0

I have a StringBuilder of length 1,539,121,968. When calling StringBuilder .ToString() on it fails with OutOfMemoryException. I tried creating a char array but was not allowed to create such big array.

I need to store it a byte array in UTF8 format. Is it possible?

serializer
  • 1,003
  • 2
  • 13
  • 27
  • 6
    Is there any chance you could avoid building such a huge StringBuilder to start with? It's feasible to stream this, but it's a fair amount of work... it may well be better to rethink your approach. – Jon Skeet Oct 26 '16 at 15:53
  • 2
    The maximum size of any single object in .NET is 2GB. However, take a look at [this](https://msdn.microsoft.com/en-us/library/hh285054(v=vs.110).aspx). – itsme86 Oct 26 '16 at 15:54
  • 3
    Just *don't* create such a StringBuilder, that's not its job. A StringBuilder is meant to make building a string easier, not to act as a buffer. Use a `StreamWriter` with UTF8 encoding instead that outputs whatever you want to the destination. Use a large buffer if you find that there are too many writes to the disk.

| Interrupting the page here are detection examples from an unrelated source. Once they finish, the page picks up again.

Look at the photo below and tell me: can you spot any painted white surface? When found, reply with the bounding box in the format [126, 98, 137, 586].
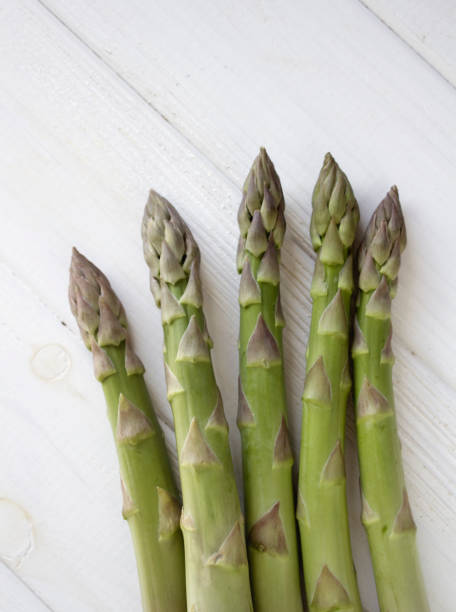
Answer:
[361, 0, 456, 86]
[0, 0, 456, 612]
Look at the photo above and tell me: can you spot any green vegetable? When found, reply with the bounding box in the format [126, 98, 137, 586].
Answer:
[142, 191, 252, 612]
[297, 153, 361, 612]
[69, 249, 186, 612]
[238, 149, 303, 612]
[352, 187, 429, 612]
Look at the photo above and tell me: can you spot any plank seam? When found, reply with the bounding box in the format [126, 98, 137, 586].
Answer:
[0, 559, 55, 612]
[358, 0, 456, 89]
[37, 0, 246, 195]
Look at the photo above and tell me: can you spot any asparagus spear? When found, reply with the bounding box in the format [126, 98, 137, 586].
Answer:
[352, 187, 429, 612]
[69, 249, 186, 612]
[142, 191, 252, 612]
[238, 149, 303, 612]
[297, 153, 361, 612]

The default is 8KB I think – Panagiotis Kanavos Oct 26 '16 at 15:56
  • 1
    I'm curious what it is you are doing? If you are really going from an arbitrary byte array => string then I'm pretty sure you want `Base64String`, not a "UTF8" `string`, as UTF8 cannot represent arbitrary bytes and you will lose information if it's not a byte array that "actually" has ascii characters in it. – Quantic Oct 26 '16 at 16:04
  • @Quantic the OP may just want to write text to a UTF8 file – Panagiotis Kanavos Oct 26 '16 at 16:07
  • @PanagiotisKanavos You are probably right, he already has the `StringBuilder` created so presumably he's just going "text in c# => text in file". He probably meant to say "char array" not "byte array". – Quantic Oct 26 '16 at 16:09
  • Finally I want to store it in bytearray as described. But maybe better to use StreamWriter to a MemoryStream instead? – serializer Oct 26 '16 at 16:10

1 Answers1

2

I'd suggest looking at the documentation for streams. As this might help.

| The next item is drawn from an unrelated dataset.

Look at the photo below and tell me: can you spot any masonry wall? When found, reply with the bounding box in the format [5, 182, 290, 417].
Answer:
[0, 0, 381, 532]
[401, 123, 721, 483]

Another way to approach it would be to split it up. As for your last comment stating that you wish to store it as a ByteArray with UTF8 you'd need a char[] as else you'd lose your encoding. I'd reccomend splitting it into many smaller strings (or char[]s) stored in separate objects that can easily be reconstructed. Something like this might suffice, create many StringSlices:

public class StringSlice()
{
     public Str {get;}
     public Index {get;}
     public StringSlice(string str, int index)
         {
              this.Str = str;
              this.Index = index;
         }

     public static List<string> ReconstructString(IEnumerable<StringSlice> parts)
         {
              //Sort input by index return list with new strings in order. Probably have to use a buffer on the disc so as not to breach 2GB obj limit.
         }
}

In essence what you would be doing here is similar to the way internet packets are split and reconstructed. I'm not entirely sure if I've answered your question but hopefully this comes some way to helping.

Graham
  • 7,431
  • 18
  • 59
  • 84
ScottishTapWater
  • 3,656
  • 4
  • 38
  • 81